I recently installed a SSD hard drive on my new Dell XPS8700 and installed a fresh copy of Windows 8 using the OS disc provided by dell. After completing hours worth of windows updates and driver updates, i go into bios and switch back to UEFI mode only to get a bios error when booting.

The error message that displays is:

No boot device available. Strike the f1 key to reboot, f2 to run the setup utility.
Sata 0: Installed
Sata 1: Installed
Sata 2: Installed
Sata 3: None
Sata 4: None
Msata: None

I booted into the Windows 8 OS Disc and formatted the second hard drive and about 3-4 partitions it had using the "repair disc" tools provided in the OS Installation options. Also formatted while in windows 8 as a simple drive in NTFS with a drive letter. 

I found something else on the internet that mentions using bootrec.exe tool.
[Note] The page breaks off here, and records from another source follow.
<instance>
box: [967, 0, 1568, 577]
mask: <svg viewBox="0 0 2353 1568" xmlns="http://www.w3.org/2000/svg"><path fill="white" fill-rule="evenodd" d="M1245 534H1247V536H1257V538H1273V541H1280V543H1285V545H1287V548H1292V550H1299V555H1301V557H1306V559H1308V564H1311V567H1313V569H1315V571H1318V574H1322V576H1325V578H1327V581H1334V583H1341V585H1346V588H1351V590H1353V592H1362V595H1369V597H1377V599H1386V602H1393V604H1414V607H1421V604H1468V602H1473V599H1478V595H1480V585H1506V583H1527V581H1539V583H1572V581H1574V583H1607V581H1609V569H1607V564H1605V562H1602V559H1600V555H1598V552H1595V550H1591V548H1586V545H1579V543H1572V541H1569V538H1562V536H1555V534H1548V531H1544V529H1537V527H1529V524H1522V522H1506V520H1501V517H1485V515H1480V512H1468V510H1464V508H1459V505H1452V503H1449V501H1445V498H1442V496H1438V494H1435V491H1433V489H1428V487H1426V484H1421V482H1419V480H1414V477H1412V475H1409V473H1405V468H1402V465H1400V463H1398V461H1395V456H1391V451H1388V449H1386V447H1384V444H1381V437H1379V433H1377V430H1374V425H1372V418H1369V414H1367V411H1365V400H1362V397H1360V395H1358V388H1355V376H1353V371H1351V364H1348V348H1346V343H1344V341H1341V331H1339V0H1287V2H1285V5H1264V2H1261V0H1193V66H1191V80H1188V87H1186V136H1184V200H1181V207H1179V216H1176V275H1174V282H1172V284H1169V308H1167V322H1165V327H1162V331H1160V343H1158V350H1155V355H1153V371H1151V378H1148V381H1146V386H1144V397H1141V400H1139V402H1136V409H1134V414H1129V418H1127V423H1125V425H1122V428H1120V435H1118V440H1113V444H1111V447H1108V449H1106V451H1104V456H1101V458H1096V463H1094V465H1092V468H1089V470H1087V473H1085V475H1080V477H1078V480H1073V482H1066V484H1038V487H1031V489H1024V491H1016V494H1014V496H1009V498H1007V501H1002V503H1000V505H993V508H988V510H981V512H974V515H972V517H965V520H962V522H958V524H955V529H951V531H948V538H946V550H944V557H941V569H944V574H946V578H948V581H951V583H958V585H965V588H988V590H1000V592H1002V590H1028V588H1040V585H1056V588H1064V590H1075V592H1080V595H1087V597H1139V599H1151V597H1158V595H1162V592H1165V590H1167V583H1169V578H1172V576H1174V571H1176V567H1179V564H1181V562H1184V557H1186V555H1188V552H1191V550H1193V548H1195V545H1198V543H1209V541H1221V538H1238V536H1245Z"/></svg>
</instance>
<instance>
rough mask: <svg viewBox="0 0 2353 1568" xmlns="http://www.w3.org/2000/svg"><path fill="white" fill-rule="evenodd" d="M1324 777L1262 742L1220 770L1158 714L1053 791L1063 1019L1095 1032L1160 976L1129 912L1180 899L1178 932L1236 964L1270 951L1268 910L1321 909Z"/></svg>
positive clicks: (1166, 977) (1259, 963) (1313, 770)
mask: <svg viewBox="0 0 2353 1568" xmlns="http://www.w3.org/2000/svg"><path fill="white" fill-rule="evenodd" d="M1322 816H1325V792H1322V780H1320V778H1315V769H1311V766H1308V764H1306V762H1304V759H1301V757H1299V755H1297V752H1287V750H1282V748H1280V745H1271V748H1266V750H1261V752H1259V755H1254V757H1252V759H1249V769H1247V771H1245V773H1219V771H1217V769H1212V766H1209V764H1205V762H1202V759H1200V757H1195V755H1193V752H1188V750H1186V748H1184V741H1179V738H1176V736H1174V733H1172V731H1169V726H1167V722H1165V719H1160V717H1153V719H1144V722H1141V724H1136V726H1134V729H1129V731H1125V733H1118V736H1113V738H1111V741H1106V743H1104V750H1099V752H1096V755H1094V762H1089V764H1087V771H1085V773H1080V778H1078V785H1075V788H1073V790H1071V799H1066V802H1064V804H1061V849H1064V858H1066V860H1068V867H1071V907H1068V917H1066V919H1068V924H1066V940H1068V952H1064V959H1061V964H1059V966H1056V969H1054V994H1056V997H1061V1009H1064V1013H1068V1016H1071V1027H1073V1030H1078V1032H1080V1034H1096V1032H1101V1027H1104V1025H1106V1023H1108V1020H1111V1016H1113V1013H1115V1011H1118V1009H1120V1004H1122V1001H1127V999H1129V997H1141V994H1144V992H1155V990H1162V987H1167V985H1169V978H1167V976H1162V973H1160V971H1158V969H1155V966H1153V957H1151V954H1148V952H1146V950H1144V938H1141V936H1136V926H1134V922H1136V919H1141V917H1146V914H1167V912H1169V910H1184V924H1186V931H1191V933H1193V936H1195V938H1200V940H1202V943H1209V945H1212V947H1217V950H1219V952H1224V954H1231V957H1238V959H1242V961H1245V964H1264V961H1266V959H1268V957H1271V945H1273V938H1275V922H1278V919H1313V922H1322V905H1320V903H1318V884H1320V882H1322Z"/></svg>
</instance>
I've tried the scanos, fixmbr, and fixboot options; even though it says it completed successfully, it did nothing whatsoever. The /scanos detects no installation.

I'm still getting the error and the only way around it is switching to legacy mode. Does anyone know a way to fix this issue without having to reinstall the OS in UEFI mode?


----------



## phyl0x (Dec 4, 2008)

I ended up reinstalling Windows 8 from the disc. Apparently with Dell, when booting off the OS disc in UEFI mode, the dell logo appears and it pretty much freezes there for a few minutes til it loads Windows 8 installation process. This, I accidentally found out after having to get off the computer right when the dell logo appeared on my screen after selecting option to load off boot disc. Figures. None of the dell techs told me it would take a few minutes either. Either ways, I'm going to run hardware tests afterwards to make sure there is nothing wrong with any of my parts after windows update is complete.


----------